Closed cmpute closed 3 years ago
The engine does not support padding as it does not make much sense for convolution on a sparse tensor.
We use a generalized sparse tensor that spans the space infinitely. For example, a sparse tensor spans an N-dimensional space with no boundary of the space. Adding paddings in the infinitely spanned space does not make sense.
What is a good use case of padding on sparse tensors?
For example, for a traditional convolution with input tensor dimension of 5, corresponding kernel size 3, stride 2 with padding 1, the output dimension is (5 + 2*1 - 3)/2 + 1 = 3. If no padding, then output dimension is (5 - 3)/2 + 1 = 2. However I'm not quite clear about the case in sparse convolution... is the output just floor(5 / 2) = 2?
So basically in sparse convolution, it assumes that all locations without element is zero? The how is the input and output coordinate mapped? Sorry I didn't know much about the implementation details, I just wish I can have a drop-in replacement for existing 3D convolution code
Yes, all the other elements are 0. A strided convolution or pooling with stride s floors a coordinate to the nearest multiples of s, a coordinate (x, y) to (s floor(x / s), s floor(y / s)).
Okay I understand.
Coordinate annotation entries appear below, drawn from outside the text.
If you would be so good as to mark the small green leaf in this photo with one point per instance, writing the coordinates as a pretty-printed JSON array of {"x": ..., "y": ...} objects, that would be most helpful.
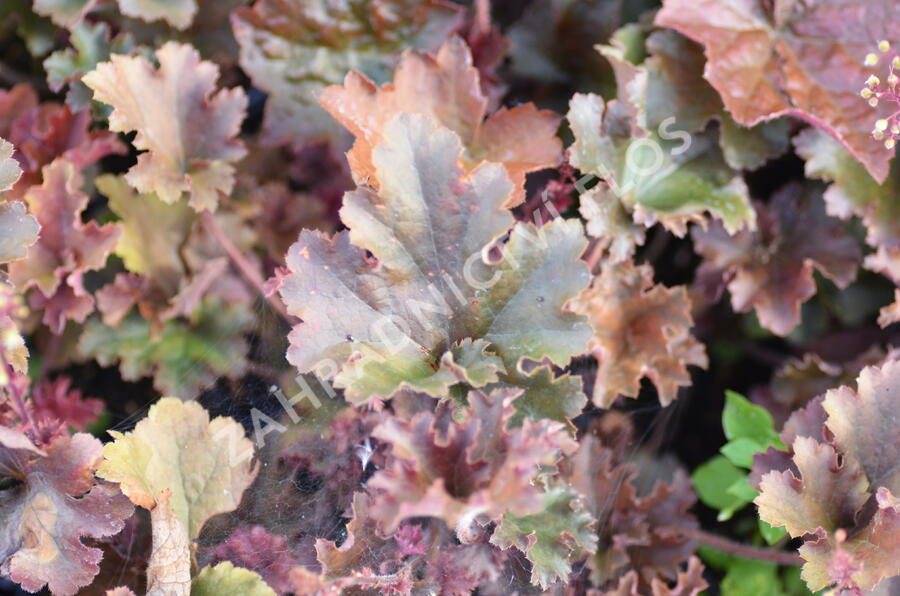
[
  {"x": 712, "y": 481},
  {"x": 771, "y": 535},
  {"x": 743, "y": 419},
  {"x": 740, "y": 451},
  {"x": 225, "y": 578},
  {"x": 746, "y": 577},
  {"x": 742, "y": 489}
]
Then let me give small example, if I have vector with dimension of 5, ie T=[T0, T1, T2, T3, T4]
. So if I use a classical convolution with kernel size 3 and stride 2, no padding, I can get convolution operated over [T0, T1, T2]
and [T2, T3, T4]
(output dimension is 2)
But for sparse convolution, since it assume no boundary, it actually behave like a convolution with padding 1, it will operate on [0, T0, T1]
, [T1, T2, T3]
, [T3, T4, 0]
(output dimension is 3).
Is there a way to achieve similar behavior as the upper example? I thought about using stride=3, but in that case the convolution will operate on [0, T0, T1]
, [T2, T3, T4]
, which is not the same.
So the feature I requested is like an offset on coordinate calculation, to put the convolution map offset a little bit
Also I want to mention another problem I met here, when I try to densify the tensor with specific dimensions, the function requires "The minimum coordinates must be divisible by the tensor stride." Why is this required when doing conversion? And it's also quite weird that you need to specify the dimension of the tensor before convolution (accounting the tensor_strides) rather than directly provide the final dimensions
You are using it wrong. The dimension is the spatial dimension. As I mentioned, the size of a sparse tensor is infinite and there's no boundary. In your example, the dimension is 1. If you are using 3D data, it is 3. Please read the documentation first.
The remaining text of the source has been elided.